C57BL/6J mice (8-10 weeks old, ~20 per group) were pretreated (within 5 minutes of trauma) intravenously with saline, TXA (10mg/kg), or rFVIIa (3mg/kg) and subjected to liver laceration. Blood loss (weighing blood-soaked sponges from the abdomen), coagulopathy [APTT, Factor (F)II, FV, FVIII, FX, and fibrinogen), thrombin-antithrombin (TAT), plasmin-antiplasmin (PAP) complexes, and D-dimer] were analyzed at 60 minutes after trauma. Data were expressed as median and compared by Mann-Whitney test. Seven-day survival was analyzed using Kaplan-Meier curves and pulmonary fibrin burden was determined by Orcein and Martius Scarlet Blue staining.

Results

Blood loss in saline-treated mice (21 µL/g) was reduced significantly by both agents, TXA or rFVIIa (~16 µL/g). Saline-treated mice developed acute traumatic coagulopathy (ATC), characterized by elevated APTT (35 seconds vs 23 seconds baseline [BL]), TAT-complex formation (334 ng/mL vs 7 ng/mL BL), and reductions of FV (14% vs 94% BL) FVIII (4% vs 101% BL)), and fibrinogen (47% vs 99% BL). Consistent with ATC, FII, and FX remained unaffected. Whereas TXA normalized the ATC, rFVIIa over-corrected the APTT, and increased TAT complexes and FVIII levels. While both agents reduced PAP complex formation similarly, suggestive of fibrinolysis control, rFVIIa was unable to suppress D-dimer formation, suggestive of persistent clot turnover. Seven-day survival was ~80% for mice treated with saline or TXA, but only ~50% for mice treated with rFVIIa. Pronounced pulmonary fibrin depositions (luminal thrombi) were noted in the surviving mice treated with rFVIIa, but were absent in TXA-treated mice

Conclusion

Peri-traumatic TXA and rFVIIa resulted in similar bleed reduction. However, while TXA normalized ATC, rFVIIa promoted prothrombotic coagulation abnormalities associated with increased mortality and thromboembolic complications.
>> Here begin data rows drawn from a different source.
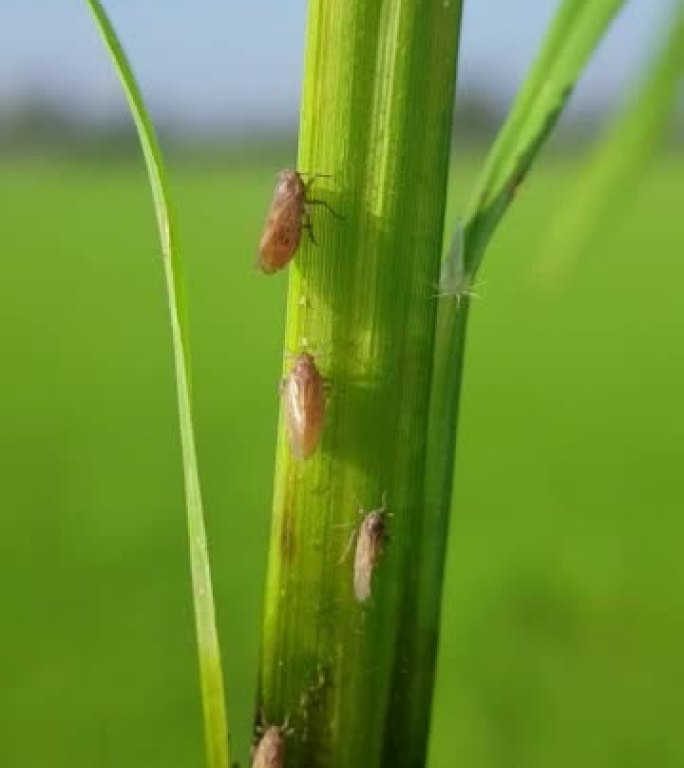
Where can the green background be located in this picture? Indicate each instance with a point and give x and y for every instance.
(563, 622)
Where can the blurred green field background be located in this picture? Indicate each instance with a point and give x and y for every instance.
(563, 623)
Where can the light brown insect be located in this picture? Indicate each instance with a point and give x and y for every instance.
(303, 390)
(287, 217)
(369, 546)
(270, 750)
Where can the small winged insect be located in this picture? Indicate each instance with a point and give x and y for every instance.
(369, 546)
(287, 216)
(303, 391)
(270, 751)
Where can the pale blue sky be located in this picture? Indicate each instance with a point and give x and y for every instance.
(239, 61)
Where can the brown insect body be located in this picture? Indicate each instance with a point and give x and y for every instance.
(303, 391)
(369, 546)
(283, 229)
(270, 750)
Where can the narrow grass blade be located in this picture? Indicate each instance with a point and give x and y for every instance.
(211, 675)
(574, 35)
(613, 169)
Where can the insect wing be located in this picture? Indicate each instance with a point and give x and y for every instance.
(270, 749)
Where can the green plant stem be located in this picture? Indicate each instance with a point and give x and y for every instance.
(211, 676)
(376, 116)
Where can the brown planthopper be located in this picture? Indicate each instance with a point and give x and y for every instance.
(270, 751)
(303, 392)
(287, 216)
(369, 545)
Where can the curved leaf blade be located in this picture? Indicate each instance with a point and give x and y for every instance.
(211, 675)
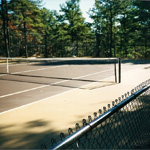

Since TXA mitigates but does not abolish bleeding and death in humans, our findings highlight the urgent need for alternative, targeted interventions to reduce ATC, traumatic bleeding, and death in humans.

Disclosures: von Drygalski: Biomarin: Consultancy, Honoraria; Sparx Therapeutics: Consultancy, Honoraria; Novo Nordisk: Consultancy, Honoraria; CSL-Behring: Consultancy, Honoraria; Bioverativ/Sanofi: Consultancy, Research Funding; Genentech: Consultancy, Honoraria; Pfizer: Consultancy, Research Funding; Hematherix LLC: Other: Co-founder; Takeda: Consultancy, Honoraria; Regeneron: Consultancy, Honoraria.